Tuesday, November 6, 2007

Imagination

Yesterday I worked with my student (feels funny to say that about a child I tutor as opposed to a child in my classroom--I wonder why) on writing. She had an assignment from school to write about the First Thanksgiving from the perspective of a Pilgrim girl. The teacher provided a lot of information about the feast and then she had to put it together in a first person account.
J (my student) and I started talking about this assignment when I saw her last Friday. I told her to stretch her imagination and try to see the scene in her head and then tell me what she saw. We got some books from the library to help put some historically accurate images in her mind's eye.
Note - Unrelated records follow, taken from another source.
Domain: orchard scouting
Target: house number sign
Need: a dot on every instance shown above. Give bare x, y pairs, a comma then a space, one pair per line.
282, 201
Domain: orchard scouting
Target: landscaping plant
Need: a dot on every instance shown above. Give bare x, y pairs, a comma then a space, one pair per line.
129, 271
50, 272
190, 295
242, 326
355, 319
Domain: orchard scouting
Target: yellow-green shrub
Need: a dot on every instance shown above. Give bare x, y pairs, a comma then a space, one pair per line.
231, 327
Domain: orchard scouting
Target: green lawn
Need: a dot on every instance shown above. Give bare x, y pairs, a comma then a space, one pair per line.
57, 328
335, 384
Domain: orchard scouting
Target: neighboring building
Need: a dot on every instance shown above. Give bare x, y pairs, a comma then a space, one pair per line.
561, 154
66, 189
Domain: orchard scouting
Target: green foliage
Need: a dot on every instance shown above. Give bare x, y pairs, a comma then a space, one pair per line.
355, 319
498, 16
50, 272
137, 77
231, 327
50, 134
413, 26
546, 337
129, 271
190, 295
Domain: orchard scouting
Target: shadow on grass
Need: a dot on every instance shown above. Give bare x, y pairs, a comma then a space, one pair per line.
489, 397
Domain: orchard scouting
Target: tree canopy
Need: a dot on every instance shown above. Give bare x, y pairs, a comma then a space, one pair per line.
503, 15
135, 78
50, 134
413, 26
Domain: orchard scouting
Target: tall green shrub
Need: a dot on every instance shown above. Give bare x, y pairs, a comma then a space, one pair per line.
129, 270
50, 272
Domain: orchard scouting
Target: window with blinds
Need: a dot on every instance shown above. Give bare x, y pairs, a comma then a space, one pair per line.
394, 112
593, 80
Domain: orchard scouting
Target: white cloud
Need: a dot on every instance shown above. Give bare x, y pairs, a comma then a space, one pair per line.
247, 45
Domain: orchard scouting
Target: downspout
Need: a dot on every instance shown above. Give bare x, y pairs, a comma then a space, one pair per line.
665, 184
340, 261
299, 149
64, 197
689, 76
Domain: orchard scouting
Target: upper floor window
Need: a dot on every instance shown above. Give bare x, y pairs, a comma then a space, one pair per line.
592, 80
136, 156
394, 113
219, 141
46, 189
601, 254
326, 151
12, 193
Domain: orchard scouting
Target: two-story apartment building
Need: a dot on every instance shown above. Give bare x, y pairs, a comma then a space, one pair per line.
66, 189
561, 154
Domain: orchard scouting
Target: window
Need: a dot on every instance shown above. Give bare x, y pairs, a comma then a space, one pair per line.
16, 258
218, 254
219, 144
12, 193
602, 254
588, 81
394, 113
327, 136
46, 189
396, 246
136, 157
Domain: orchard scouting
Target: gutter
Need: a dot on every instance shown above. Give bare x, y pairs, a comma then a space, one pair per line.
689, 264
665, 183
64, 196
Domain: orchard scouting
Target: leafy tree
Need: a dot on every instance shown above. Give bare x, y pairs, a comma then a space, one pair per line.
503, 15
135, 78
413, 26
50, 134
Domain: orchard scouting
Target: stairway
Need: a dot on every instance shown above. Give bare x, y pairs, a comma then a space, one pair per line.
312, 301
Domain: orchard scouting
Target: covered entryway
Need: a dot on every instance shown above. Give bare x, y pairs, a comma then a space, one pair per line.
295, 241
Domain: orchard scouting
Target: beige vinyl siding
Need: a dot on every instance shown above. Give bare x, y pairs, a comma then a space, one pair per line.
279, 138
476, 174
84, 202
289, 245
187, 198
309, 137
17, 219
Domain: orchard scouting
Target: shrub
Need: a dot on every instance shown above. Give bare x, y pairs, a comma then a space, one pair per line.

And then today I had her make a web with notes of what she saw, ate, did, felt, so that she would have that information all ready for the writing.
I taught her a fun trick I learned from a storyteller. She has the kids place their thumbs in the middle of their palm and then wrap their fingers around their thumbs very tight. Then she tells them to close there eyes and wait for the hand motion to activate their imagination. If they wait long enough, they will be able to see the colors and shapes with their eyes closed. (I love the gesture that makes this activity so concrete. I think it's genius. And it keeps little hands still.)
So I did this with J as part of the brainstorming, and then I set her loose to write her assignment. It was wonderful to see her dive into writing. She loved writing up those 12 sentences. She delighted in little details that she thought to add--for example that she didn't like the onions because they made her cry. And she wanted to keep working on the assignment even after she'd finished the part she was required to do for homework.
It was such a joy to watch her open up to writing. (In the middle of writing her paragraph, she stopped and said, "I need to do the imagination trick again.") It was wonderful that it wasn't just a matter of counting out the required ten sentences or looking back to the teacher's paper to answer the questions in the assignment. J really could picture the scene and her excitement flowed from using writing as a way to capture something in her mind's eye.
That's why I love teaching writing to kids. The victories are small, but so clear and visible to the adult eye.

And here are the flowers that the family gave me for my birthday. A really wonderful birthday!

1 comment:

Anne said...

I am impressed. I wish you were my tutor!